Elektrifizierung schreitet voran
In Bezug auf Antriebstechnik geht der Trend offenbar auch in Europa weiter in Richtung Elektrik sowie generell in Richtung Servotechnik. „Neben den bewährten Hydrauliksystemen werden zunehmend elektromechanische Servomotoren eingesetzt“, schreibt Dr. Boy dazu. „Deren Effizienz und Dynamik punkten je nach Einsatzzweck mehr und mehr bei den Anwendern.“ Wittmann Battenfeld zufolge geben servohydraulische und servoelektrische Lösungen aufgrund der vielen Vorteile nach wie vor den Trend an. „Zusätzlich sind die Rekuperation – die Rückgewinnung von zum Beispiel Bremsenergie der Maschine und des Roboters (auch bei servohydraulischen Systemen) – sowie die Verbesserung des Wirkungsgrades und die Auswirkung auf die Netzinfrastruktur aktuelle und zukünftige Themen“, stellt das Kottingbrunner Unternehmen fest. Gemäß Sumitomo befindet sich der Spritzgießmaschinenbau schon lange in der „Phase der Elektrifizierung“. Durch das gestärkte Bewusstsein in Hinblick auf nachhaltige Lösungen – unterstützt durch staatliche Förderprogramme – sowie aufgrund des „sich stetig verbessernden Preis-/Leistungsverhältnisses“ nehme der Trend zum elektrischen Antrieb noch weiter zu, ist Sumitomo überzeugt.

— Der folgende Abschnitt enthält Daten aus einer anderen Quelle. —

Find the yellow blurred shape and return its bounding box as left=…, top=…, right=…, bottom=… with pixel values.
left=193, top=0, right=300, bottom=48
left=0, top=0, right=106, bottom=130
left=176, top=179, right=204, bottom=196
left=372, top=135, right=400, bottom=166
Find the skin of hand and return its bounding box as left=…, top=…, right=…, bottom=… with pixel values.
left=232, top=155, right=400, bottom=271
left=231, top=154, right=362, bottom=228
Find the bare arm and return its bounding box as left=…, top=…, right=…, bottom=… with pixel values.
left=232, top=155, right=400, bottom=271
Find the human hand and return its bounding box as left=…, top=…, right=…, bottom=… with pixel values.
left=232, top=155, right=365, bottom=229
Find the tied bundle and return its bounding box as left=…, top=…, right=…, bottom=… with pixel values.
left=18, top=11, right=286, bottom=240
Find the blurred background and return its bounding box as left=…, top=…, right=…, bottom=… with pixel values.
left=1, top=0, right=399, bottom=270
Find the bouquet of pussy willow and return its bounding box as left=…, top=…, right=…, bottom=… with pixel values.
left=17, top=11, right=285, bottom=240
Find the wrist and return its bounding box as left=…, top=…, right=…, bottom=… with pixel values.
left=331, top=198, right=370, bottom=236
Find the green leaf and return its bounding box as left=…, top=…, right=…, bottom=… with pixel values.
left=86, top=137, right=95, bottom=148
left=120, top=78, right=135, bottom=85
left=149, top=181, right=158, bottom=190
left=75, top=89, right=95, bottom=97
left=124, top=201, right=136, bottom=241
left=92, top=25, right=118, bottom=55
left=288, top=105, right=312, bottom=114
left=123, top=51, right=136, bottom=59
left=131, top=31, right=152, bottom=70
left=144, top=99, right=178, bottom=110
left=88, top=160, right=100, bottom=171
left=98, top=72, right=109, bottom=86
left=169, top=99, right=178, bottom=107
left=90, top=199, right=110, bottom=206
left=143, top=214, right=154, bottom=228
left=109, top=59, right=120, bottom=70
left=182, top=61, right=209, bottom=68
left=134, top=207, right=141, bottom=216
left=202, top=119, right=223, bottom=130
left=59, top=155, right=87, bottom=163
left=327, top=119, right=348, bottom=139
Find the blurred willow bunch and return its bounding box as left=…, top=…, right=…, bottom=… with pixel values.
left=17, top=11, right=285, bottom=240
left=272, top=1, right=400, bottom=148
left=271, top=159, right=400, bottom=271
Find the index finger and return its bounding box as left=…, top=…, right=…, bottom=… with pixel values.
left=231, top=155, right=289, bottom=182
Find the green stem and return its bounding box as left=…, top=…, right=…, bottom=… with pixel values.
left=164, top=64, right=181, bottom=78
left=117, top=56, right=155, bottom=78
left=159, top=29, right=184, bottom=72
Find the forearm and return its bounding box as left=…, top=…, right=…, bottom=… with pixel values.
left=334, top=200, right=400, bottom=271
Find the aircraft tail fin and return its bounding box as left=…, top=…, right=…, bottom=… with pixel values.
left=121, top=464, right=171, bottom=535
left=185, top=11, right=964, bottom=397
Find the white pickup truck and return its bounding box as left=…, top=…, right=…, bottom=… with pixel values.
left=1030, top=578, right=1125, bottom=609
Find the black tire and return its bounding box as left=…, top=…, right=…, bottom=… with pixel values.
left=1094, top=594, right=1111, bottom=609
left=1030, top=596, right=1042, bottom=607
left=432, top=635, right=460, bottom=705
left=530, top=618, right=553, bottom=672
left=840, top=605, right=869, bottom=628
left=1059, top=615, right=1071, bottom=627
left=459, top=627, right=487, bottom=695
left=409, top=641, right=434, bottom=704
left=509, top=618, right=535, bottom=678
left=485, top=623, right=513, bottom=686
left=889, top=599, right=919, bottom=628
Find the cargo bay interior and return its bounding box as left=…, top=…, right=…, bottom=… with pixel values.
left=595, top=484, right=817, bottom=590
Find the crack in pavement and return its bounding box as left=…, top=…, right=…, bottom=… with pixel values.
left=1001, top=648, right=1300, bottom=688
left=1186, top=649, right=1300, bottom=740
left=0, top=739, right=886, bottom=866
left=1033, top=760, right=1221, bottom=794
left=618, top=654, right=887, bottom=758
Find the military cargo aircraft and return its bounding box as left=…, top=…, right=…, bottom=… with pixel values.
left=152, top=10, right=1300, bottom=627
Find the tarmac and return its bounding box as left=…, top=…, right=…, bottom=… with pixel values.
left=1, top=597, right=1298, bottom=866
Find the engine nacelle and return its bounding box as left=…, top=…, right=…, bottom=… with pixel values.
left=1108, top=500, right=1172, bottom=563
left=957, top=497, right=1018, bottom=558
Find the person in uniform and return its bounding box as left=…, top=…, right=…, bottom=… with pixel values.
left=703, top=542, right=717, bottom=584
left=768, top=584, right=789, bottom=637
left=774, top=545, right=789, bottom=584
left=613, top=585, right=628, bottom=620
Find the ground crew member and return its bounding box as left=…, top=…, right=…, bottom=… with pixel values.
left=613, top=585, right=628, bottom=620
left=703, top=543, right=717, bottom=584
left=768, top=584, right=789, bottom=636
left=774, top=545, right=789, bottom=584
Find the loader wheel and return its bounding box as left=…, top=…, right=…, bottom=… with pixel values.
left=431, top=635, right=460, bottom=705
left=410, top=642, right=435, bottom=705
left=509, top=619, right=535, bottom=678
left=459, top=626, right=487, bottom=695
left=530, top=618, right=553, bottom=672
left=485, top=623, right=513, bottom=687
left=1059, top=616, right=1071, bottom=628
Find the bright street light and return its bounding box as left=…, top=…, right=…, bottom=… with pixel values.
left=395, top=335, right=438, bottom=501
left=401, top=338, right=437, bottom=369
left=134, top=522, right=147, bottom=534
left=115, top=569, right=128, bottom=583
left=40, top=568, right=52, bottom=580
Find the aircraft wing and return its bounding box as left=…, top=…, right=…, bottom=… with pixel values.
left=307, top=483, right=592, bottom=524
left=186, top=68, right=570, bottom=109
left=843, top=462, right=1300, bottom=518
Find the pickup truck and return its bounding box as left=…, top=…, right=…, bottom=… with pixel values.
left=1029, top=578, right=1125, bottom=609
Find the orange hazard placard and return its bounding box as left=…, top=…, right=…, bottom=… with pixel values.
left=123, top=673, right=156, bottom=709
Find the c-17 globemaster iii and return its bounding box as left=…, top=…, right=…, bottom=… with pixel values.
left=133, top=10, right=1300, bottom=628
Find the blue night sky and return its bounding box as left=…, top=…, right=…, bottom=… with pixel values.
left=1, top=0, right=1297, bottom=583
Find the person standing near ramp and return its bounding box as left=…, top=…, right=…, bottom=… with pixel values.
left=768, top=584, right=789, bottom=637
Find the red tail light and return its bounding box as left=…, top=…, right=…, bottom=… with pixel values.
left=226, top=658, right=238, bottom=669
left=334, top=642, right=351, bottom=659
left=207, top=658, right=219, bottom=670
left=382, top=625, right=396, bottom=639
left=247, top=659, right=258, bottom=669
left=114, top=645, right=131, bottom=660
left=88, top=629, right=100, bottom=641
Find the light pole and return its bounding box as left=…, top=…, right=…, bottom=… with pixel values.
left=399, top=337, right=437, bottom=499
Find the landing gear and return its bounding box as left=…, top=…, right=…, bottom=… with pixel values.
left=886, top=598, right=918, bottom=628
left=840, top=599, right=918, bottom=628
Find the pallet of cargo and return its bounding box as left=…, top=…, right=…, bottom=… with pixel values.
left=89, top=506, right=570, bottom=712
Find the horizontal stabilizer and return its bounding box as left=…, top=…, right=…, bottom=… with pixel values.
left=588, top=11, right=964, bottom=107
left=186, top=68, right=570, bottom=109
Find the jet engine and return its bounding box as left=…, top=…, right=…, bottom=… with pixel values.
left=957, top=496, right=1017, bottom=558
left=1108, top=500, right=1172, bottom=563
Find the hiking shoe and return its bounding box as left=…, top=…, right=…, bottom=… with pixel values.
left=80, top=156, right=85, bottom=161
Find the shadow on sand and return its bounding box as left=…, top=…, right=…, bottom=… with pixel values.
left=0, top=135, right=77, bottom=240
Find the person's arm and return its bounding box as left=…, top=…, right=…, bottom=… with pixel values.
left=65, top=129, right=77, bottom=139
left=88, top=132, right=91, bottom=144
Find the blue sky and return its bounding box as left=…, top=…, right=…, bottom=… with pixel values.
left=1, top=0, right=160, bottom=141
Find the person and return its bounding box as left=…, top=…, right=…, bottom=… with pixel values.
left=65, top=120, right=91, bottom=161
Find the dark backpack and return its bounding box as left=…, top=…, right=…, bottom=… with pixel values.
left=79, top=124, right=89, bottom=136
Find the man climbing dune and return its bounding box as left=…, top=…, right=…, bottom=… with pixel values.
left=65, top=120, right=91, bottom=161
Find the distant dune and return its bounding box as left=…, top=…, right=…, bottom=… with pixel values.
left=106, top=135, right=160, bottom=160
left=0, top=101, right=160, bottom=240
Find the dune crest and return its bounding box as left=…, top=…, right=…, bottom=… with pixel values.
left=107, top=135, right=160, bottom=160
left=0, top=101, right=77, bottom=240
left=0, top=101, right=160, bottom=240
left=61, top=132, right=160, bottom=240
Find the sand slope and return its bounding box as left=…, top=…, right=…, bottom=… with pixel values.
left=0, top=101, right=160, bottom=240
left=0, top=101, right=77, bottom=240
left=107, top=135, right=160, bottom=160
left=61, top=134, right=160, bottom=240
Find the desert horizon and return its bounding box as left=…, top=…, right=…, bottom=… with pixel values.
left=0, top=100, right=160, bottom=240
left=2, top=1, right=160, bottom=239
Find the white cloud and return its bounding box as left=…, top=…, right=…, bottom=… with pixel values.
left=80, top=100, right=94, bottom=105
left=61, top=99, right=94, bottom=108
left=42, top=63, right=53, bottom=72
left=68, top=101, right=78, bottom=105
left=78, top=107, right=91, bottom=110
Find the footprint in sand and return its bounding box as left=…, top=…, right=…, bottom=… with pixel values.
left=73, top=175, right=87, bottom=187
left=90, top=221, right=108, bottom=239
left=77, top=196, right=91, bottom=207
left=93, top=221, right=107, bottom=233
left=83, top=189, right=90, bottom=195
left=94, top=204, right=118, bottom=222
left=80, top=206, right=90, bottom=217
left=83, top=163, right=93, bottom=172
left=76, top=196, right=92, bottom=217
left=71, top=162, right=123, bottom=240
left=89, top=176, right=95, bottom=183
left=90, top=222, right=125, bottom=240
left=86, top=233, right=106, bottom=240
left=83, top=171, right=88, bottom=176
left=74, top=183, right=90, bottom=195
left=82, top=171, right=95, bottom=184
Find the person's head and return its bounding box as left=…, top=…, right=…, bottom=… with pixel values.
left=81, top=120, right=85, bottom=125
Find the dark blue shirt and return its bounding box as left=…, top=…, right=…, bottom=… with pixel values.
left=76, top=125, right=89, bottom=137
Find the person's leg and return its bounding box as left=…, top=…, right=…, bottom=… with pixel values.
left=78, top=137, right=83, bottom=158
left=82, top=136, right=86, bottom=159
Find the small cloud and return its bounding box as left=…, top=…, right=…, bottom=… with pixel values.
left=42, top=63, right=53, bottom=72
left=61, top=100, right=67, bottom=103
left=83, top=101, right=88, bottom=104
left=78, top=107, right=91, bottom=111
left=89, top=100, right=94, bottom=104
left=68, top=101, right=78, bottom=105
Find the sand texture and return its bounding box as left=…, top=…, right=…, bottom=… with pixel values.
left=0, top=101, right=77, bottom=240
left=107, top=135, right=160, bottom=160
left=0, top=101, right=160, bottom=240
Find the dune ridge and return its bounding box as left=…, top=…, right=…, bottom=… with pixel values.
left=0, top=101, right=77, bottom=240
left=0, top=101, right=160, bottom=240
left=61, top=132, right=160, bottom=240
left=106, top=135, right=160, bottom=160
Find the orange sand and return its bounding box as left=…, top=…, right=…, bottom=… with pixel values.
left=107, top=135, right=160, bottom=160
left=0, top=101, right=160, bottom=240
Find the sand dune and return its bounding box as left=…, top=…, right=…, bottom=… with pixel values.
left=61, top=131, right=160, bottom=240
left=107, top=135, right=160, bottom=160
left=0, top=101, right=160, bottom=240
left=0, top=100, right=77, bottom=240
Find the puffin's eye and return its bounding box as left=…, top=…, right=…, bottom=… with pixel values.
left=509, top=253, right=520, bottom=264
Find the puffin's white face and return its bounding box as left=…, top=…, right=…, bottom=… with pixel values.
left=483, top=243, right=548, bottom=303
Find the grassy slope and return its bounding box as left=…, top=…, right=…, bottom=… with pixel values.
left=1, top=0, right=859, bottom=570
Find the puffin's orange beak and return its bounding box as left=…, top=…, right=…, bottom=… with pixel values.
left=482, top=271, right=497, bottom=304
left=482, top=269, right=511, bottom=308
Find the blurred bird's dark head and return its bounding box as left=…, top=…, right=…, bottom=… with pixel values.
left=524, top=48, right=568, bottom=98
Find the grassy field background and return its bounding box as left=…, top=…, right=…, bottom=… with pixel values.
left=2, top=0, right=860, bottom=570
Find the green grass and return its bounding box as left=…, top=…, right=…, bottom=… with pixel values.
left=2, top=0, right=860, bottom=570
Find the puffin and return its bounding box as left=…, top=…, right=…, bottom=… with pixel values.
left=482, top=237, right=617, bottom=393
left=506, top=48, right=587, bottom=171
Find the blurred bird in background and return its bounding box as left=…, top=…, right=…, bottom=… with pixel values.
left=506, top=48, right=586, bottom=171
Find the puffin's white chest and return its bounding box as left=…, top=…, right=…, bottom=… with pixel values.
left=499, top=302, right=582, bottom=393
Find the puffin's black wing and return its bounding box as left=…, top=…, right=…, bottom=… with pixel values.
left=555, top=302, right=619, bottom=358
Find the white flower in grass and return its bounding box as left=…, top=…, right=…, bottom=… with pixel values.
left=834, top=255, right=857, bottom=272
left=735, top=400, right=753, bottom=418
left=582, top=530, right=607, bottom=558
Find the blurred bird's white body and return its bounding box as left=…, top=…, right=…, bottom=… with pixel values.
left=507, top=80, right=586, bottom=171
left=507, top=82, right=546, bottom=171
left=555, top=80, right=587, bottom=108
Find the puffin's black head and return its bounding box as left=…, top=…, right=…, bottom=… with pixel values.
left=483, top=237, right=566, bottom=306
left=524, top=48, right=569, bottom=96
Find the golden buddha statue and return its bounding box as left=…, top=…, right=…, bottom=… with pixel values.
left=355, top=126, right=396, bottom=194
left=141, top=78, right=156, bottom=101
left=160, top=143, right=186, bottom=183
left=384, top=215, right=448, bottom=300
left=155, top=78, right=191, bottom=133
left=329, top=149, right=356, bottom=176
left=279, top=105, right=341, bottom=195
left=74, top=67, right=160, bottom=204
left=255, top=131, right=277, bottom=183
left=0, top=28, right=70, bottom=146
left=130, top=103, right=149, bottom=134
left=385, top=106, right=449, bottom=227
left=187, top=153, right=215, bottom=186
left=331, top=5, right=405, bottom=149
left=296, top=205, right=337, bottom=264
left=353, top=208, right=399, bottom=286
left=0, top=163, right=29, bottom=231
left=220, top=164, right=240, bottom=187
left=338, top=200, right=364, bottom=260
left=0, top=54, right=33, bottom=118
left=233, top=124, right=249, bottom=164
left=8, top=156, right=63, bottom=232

Energieeffizienz bleibt im Fokus
Nicht überraschend bleibt die Steigerung der Energieeffizienz im gesamten Fertigungsprozess eine Herausforderung für die Hersteller von Spritzgießmaschinen. Laut Engel rückt hierbei die Werkzeugtemperierung verstärkt in den Fokus – „zum einen weil sich viele Qualitätsprobleme auf die Temperierung zurückführen lassen und zum anderen weil sie neue Chancen für eine höhere Energieeffizienz der Spritzgießproduktion eröffnet.“ Dabei setzen die Schwertberger auf das von ihnen angebotene System zum automatischen Ausgleich von Temperaturdifferenzen im Kühlwasserverteilerkreis.